Ce qui rend cette nouvelle très intéressante, c’est que Edgar Poe compare une machine qui joue aux échecs au premier ordinateur. Car le premier ordinateur existait, sous une forme mécanique ! Il avait été inventé et dessiné par l’anglais Babbage. Et la question que pose Edgar Poe, c’est celle-ci : « est-ce plus facile de concevoir une machine qui calcule ou une machine qui sait jouer aux échecs » ? Il répond instantanément, il n’y a pour lui absolument aucun doute, aucune analogie entre la calculette de Babbage et un automate joueur d’échecs : la machine qui joue aux échecs est infiniment plus compliquée à construire. Aux échecs, il n’y a pas de marche déterminée, il y a une part d’incertitude liée à l’adversaire. Pour Poe, une machine qui joue aux échecs est impossible. Je me souviens du texte d’Edgar Poe, parce qu’il m’a marqué : Il est impossible, écrit-il, qu’une telle machine existe et si elle existait, ce serait « la plus extraordinaire invention de l’humanité ».

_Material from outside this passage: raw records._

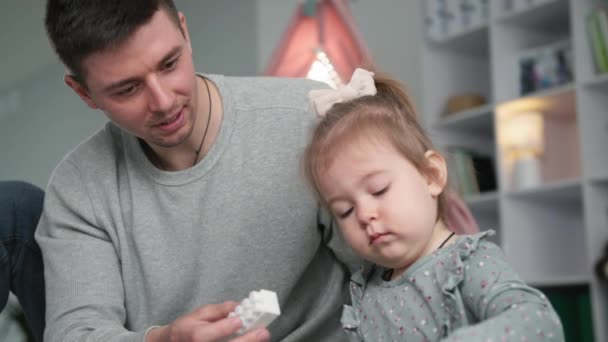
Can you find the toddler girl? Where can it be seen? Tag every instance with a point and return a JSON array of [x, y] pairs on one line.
[[373, 166]]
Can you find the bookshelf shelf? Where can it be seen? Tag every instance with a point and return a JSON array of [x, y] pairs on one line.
[[478, 119], [549, 15], [549, 281], [597, 81], [563, 192], [554, 230], [473, 41]]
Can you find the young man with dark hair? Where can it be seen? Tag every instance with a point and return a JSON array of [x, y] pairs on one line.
[[190, 195]]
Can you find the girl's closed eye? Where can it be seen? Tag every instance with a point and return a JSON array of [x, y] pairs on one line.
[[382, 191], [346, 213]]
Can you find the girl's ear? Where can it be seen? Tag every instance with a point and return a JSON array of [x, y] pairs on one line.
[[436, 172]]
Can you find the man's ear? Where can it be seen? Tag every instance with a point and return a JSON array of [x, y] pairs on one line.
[[436, 172], [184, 27], [80, 90]]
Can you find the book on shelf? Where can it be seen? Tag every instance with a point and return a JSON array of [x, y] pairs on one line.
[[471, 172], [597, 30]]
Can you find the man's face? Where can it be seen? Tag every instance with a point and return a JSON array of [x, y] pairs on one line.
[[146, 85]]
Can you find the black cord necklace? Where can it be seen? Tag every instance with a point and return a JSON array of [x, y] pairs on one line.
[[197, 152]]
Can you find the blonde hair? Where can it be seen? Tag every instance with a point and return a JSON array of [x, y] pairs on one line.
[[389, 116]]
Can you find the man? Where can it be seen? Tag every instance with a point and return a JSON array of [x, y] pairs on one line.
[[190, 196], [21, 269]]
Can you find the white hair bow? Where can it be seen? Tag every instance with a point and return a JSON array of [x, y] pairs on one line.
[[361, 84]]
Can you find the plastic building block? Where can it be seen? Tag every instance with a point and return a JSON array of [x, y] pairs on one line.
[[257, 310]]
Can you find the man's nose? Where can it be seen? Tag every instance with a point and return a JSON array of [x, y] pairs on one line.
[[160, 97]]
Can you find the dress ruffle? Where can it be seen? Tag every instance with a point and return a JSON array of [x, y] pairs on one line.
[[453, 276]]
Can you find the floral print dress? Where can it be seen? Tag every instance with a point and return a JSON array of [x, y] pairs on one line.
[[465, 291]]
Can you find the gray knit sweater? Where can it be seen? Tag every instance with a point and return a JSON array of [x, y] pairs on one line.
[[127, 246]]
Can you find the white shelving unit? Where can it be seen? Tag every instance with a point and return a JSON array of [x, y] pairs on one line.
[[554, 232]]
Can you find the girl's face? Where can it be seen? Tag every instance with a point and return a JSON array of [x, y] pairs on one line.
[[386, 209]]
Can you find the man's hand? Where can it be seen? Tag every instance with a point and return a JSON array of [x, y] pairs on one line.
[[207, 324]]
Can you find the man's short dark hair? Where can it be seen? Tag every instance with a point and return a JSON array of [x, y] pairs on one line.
[[79, 28]]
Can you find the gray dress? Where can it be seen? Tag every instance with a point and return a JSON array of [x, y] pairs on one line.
[[465, 291]]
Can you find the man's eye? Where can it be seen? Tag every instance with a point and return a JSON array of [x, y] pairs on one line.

En Terminale, mon prof de philo en a remis une couche sur la spécificité de l’intelligence humaine, différente « par nature » de celle de l’ordinateur, qui n’est qu’un outil. Et même, pour Descartes, différente aussi « par nature » de celle de l’animal puisque Descartes assimile l’animal à une machine animée qui n’a pas de raison, qui est simplement « programmée » par ses instincts. C’est ainsi que je me retrouvais avec un chien, durement gagné aux échecs, qui me semblait-il, contredisait quotidiennement, à son corps défendant, ce que disait Descartes. Et un ordinateur jouant aux échecs qui contredisait Edgar Poe.
C’est à cette époque que j’ai voulu apprendre à programmer – mon objectif était de comprendre comment cette machine arrivait à jouer correctement aux échecs. Je voulais comprendre où Poe et Descartes, et accessoirement mon prof de philo, s’étaient trompés.

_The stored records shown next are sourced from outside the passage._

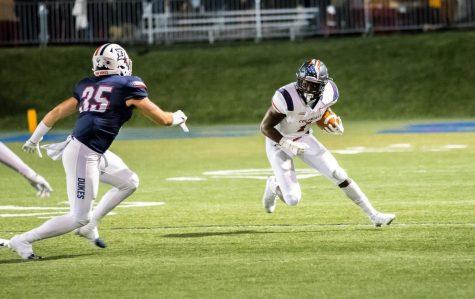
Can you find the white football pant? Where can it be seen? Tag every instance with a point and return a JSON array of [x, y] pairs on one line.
[[319, 158], [84, 168]]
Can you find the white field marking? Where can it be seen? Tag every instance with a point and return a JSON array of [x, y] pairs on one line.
[[256, 173], [456, 146], [62, 210], [186, 179], [49, 217], [286, 227], [397, 147], [18, 208], [30, 214]]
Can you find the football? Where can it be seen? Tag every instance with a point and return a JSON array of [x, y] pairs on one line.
[[329, 117]]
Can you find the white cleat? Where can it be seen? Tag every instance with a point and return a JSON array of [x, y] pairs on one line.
[[23, 248], [4, 243], [382, 219], [92, 234], [269, 199]]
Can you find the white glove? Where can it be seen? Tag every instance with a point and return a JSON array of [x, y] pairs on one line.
[[179, 119], [336, 129], [295, 148], [41, 185], [31, 148]]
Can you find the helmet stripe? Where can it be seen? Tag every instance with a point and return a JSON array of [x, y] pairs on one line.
[[103, 48]]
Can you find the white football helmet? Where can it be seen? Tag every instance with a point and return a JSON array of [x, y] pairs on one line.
[[111, 59]]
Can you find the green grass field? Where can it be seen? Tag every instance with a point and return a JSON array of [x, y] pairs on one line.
[[212, 238]]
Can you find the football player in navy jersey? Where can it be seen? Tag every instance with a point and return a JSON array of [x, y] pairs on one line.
[[105, 102]]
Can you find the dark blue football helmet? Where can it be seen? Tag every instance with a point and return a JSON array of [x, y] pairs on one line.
[[312, 76]]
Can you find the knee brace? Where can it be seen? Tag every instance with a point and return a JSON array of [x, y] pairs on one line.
[[341, 177], [131, 182], [81, 219], [134, 181], [292, 199]]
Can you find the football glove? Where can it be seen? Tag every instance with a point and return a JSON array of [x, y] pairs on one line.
[[179, 119], [32, 148], [42, 187], [295, 148], [336, 128]]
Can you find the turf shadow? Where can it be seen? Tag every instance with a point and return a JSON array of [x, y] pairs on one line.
[[44, 259], [209, 234]]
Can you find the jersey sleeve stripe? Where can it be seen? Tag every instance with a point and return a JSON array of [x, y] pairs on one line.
[[288, 99], [275, 107], [335, 91]]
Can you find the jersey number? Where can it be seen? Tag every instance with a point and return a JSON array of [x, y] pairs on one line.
[[95, 99]]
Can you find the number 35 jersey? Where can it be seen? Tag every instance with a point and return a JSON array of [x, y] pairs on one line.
[[102, 108], [299, 116]]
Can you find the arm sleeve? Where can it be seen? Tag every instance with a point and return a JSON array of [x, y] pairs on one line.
[[330, 94], [279, 104], [76, 94], [135, 88]]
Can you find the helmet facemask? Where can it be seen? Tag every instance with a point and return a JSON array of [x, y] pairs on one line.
[[312, 76]]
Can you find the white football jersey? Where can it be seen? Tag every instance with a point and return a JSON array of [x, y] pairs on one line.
[[299, 116]]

Aujourd’hui, les ordinateurs battent facilement le champion du monde d’échecs sans qu’aucun des programmeurs n’approche, même de loin, le niveau du champion du monde ! Où est l’intelligence, si ce n’est dans la machine ?
La révolution numérique : le moment où l’intelligence passe dans la machine.
Il faut apprendre à lire, écrire, compter et programmer.
Tout ceci se passait dans les années 90. Après, des choses plus ou moins importantes sont arrivées. Les ordinateurs ont multiplié leur puissance de calcul par un facteur 100 000 à 1 000 000 et cela a donné la révolution numérique, au milieu des années 2000. Cela risque de moins vous intéresser mais de mon côté, j’ai fondé une famille, eu 2 enfants – et adopté un nouveau chien. Et en 2005, j’ai créé ma société Speechi dont le but est d’utiliser ces technologies numériques pour améliorer l’école.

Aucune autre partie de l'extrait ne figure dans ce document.